Hans Bil­ger of Worms, der­nier quart du XVe s.
Saint Augus­tin (entre 1489 et 1496)
Lie­bie­ghaus, Skulp­tu­ren­samm­lung, Frank­furt am Main 


Lors­qu’on déclare voir l’a­ve­nir, ce que l’on voit, ce ne sont pas les évé­ne­ments eux-mêmes, qui ne sont pas encore, autre­ment dit qui sont futurs, ce sont leurs causes ou peut-être les signes qui les annoncent et qui les uns et les autres existent déjà : ils ne sont pas futurs, mais déjà pré­sents aux voyants et c’est grâce à eux que l’a­ve­nir est conçu par l’es­prit et pré­dit. Ces concep­tions existent déjà, et ceux qui pré­disent l’a­ve­nir les voient pré­sentes en eux-mêmes. Je vou­drais faire appel à l’é­lo­quence d’un exemple pris entre une foule d’autres. Je regarde l’au­rore, j’an­nonce le proche lever du soleil.
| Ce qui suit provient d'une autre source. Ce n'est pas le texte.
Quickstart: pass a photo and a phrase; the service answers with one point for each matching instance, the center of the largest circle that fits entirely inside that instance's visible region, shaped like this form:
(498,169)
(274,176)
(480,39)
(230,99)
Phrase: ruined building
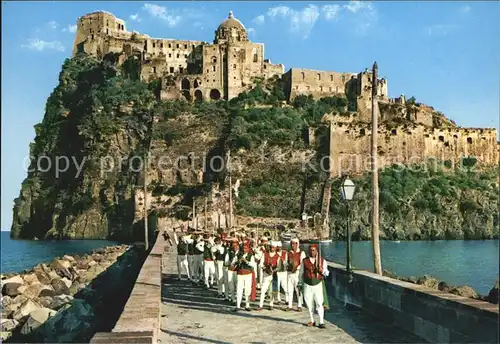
(199,70)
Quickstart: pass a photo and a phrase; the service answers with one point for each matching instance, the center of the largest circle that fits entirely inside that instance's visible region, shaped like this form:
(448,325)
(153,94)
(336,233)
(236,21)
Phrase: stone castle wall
(350,146)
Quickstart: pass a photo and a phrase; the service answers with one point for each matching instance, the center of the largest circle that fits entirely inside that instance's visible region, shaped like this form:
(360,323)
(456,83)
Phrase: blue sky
(446,54)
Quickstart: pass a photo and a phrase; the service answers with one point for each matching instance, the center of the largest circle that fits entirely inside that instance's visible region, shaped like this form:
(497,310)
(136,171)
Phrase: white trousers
(244,284)
(231,285)
(191,265)
(267,286)
(198,267)
(293,282)
(182,263)
(313,294)
(219,276)
(282,283)
(209,272)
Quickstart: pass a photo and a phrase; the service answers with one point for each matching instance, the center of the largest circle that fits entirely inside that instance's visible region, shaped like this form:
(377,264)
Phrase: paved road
(192,314)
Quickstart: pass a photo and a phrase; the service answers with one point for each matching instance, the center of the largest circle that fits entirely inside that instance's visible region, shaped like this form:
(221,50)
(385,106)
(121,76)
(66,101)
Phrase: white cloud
(162,13)
(259,20)
(440,29)
(301,21)
(70,28)
(40,45)
(355,6)
(331,11)
(135,17)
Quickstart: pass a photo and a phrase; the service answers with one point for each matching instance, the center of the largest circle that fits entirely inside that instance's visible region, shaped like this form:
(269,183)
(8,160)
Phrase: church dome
(230,23)
(231,30)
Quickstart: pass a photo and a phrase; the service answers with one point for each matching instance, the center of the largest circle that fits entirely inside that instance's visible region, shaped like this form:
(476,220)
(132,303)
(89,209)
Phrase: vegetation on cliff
(98,110)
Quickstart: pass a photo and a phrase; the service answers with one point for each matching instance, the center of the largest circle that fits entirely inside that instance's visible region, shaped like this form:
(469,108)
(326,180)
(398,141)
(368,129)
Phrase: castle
(199,70)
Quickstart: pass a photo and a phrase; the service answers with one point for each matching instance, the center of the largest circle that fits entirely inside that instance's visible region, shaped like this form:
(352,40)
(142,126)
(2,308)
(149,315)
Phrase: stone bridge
(370,308)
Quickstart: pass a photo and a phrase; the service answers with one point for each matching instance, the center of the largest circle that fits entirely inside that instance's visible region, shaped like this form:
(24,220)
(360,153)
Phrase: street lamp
(347,192)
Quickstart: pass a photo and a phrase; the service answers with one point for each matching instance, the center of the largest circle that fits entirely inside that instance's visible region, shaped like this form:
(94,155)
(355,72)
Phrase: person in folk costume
(230,261)
(269,281)
(182,254)
(282,272)
(295,258)
(245,277)
(208,262)
(219,252)
(198,259)
(313,269)
(259,255)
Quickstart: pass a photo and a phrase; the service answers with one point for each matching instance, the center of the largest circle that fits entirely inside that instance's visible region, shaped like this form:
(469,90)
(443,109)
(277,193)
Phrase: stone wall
(432,315)
(350,146)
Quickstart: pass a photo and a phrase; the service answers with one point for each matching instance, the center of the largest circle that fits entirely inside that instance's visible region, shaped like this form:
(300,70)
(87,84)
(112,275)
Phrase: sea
(457,262)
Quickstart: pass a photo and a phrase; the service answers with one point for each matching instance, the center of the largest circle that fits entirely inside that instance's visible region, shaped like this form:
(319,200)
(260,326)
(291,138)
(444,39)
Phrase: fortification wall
(350,146)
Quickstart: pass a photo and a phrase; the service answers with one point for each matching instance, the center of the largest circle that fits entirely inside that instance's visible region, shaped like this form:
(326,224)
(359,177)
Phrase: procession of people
(235,265)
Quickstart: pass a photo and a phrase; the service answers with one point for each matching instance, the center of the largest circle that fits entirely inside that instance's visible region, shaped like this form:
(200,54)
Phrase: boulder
(25,309)
(47,291)
(11,288)
(428,281)
(465,291)
(69,258)
(46,301)
(8,325)
(31,278)
(494,292)
(59,287)
(37,318)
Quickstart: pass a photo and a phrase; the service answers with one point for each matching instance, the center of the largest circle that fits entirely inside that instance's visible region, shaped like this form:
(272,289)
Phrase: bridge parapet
(432,315)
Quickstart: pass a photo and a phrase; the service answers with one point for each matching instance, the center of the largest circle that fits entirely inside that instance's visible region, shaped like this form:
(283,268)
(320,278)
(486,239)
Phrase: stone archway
(185,84)
(198,96)
(186,95)
(214,94)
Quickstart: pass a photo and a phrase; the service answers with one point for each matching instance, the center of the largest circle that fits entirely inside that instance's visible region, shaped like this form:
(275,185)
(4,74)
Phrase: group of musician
(236,265)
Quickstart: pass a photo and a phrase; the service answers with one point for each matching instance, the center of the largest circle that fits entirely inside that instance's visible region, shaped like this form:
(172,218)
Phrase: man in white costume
(245,276)
(295,259)
(282,273)
(313,269)
(230,261)
(219,252)
(182,255)
(209,262)
(269,264)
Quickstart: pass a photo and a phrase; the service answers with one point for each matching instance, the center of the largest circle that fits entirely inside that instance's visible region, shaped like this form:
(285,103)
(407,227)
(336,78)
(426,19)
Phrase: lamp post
(347,191)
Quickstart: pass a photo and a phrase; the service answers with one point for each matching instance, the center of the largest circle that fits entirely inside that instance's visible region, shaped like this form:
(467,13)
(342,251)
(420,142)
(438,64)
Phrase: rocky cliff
(103,116)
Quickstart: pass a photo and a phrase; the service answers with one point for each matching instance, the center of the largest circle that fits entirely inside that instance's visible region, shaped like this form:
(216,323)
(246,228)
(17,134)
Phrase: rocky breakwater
(60,301)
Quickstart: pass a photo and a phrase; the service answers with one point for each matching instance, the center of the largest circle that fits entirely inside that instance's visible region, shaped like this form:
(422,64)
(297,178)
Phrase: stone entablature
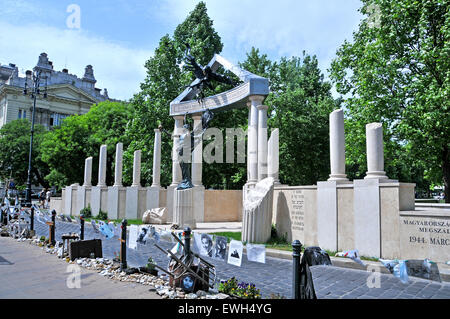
(234,98)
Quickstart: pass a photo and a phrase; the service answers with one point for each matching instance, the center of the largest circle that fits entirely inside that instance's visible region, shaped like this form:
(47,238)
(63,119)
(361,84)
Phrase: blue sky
(118,36)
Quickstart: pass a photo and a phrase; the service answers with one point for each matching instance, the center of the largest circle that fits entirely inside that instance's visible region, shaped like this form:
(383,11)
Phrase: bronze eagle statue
(204,74)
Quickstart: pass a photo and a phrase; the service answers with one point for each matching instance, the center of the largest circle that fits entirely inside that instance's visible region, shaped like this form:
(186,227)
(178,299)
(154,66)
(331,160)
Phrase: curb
(444,270)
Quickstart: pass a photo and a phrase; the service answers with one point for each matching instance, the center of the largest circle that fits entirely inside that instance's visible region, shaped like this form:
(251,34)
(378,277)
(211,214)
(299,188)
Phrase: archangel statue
(193,137)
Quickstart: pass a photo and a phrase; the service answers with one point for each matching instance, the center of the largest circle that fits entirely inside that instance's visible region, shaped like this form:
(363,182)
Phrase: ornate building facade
(66,94)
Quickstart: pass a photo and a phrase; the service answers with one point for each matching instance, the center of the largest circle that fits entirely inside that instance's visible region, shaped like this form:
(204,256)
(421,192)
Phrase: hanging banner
(142,235)
(256,253)
(220,248)
(235,253)
(94,225)
(133,236)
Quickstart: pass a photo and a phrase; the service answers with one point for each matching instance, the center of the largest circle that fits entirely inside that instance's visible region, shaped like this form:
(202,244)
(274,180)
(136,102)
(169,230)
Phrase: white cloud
(279,28)
(116,67)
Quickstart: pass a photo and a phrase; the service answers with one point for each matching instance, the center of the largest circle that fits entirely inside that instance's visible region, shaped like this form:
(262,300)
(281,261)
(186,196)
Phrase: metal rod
(296,249)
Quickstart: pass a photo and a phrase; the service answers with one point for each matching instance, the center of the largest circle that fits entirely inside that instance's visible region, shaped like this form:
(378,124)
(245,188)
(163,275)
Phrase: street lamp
(35,78)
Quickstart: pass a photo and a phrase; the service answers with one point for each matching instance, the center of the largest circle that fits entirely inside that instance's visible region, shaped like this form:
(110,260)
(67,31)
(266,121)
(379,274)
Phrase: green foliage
(14,152)
(241,290)
(164,82)
(102,215)
(397,72)
(86,211)
(81,136)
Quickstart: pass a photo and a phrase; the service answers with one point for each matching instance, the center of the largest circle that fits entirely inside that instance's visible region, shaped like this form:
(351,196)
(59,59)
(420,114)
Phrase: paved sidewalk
(273,277)
(26,271)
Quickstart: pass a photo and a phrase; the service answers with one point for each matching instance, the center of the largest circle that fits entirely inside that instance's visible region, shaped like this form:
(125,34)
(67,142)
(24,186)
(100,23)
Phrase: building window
(22,114)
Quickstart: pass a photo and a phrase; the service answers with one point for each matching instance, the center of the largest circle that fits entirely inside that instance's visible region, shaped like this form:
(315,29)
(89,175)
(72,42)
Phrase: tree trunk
(446,173)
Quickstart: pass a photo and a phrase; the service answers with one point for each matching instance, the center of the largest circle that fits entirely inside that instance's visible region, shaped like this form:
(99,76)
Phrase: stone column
(88,172)
(119,164)
(375,152)
(176,169)
(137,169)
(157,159)
(273,156)
(249,106)
(262,142)
(102,167)
(197,154)
(337,146)
(255,101)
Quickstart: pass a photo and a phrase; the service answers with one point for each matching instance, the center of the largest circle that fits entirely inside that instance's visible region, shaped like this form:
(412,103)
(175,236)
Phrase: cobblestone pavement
(275,276)
(26,272)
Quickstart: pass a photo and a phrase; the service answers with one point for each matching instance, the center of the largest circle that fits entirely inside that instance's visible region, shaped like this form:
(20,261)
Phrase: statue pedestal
(183,208)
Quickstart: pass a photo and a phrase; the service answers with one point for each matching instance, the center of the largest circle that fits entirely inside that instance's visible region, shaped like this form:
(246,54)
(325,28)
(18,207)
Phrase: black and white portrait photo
(235,253)
(220,248)
(204,244)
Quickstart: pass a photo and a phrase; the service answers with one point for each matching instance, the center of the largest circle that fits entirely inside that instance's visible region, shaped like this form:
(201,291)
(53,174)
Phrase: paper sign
(133,236)
(204,244)
(256,253)
(235,253)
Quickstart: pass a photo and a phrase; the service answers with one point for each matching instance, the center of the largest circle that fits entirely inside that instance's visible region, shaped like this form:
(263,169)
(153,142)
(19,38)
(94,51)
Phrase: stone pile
(111,269)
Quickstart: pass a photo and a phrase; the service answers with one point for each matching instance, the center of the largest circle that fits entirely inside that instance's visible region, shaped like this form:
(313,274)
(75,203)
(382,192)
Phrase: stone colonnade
(365,197)
(118,201)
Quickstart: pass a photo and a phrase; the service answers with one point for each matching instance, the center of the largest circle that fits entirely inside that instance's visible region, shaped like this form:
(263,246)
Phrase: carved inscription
(431,231)
(298,210)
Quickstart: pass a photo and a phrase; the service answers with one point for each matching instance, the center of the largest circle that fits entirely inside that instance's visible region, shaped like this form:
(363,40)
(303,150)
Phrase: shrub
(87,212)
(102,215)
(242,290)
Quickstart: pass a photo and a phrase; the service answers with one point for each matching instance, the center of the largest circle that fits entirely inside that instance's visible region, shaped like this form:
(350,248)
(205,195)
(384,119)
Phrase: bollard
(123,246)
(296,253)
(82,227)
(187,241)
(52,228)
(32,219)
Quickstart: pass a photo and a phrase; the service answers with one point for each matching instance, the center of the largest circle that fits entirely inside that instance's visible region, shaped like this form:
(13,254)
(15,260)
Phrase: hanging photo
(94,225)
(133,236)
(204,244)
(166,235)
(256,253)
(118,231)
(143,233)
(235,253)
(220,248)
(106,231)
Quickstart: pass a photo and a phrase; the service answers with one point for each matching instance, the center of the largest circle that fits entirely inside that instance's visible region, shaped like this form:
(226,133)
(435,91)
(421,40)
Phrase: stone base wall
(223,206)
(218,205)
(377,218)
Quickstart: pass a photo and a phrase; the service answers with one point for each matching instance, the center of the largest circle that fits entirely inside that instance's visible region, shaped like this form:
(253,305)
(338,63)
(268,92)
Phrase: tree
(14,152)
(396,72)
(80,136)
(165,80)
Ce que j’ai sous les yeux est pré­sent, ce que j’an­nonce est futur : non point le soleil qui est déjà, mais son lever qui n’est pas encore. Pour­tant si je n’a­vais pas une image men­tale de ce lever même, comme à cet ins­tant où j’en parle, il me serait impos­sible de le pré­dire. Mais cette aurore que j’a­per­çois dans le ciel n’est pas le lever du soleil, bien qu’elle le pré­cède ; pas davan­tage ne l’est l’i­mage que je porte dans mon esprit : seule­ment toutes les deux sont pré­sentes, je les vois et ain­si je puis dire d’a­vance ce qui va se pas­ser. L’a­ve­nir n’est donc pas encore ; s’il n’est pas encore, il n’est pas et s’il n’est pas, il ne peut abso­lu­ment pas se voir, mais on peut le pré­dire d’a­près les signes pré­sents qui sont déjà et qui se voient.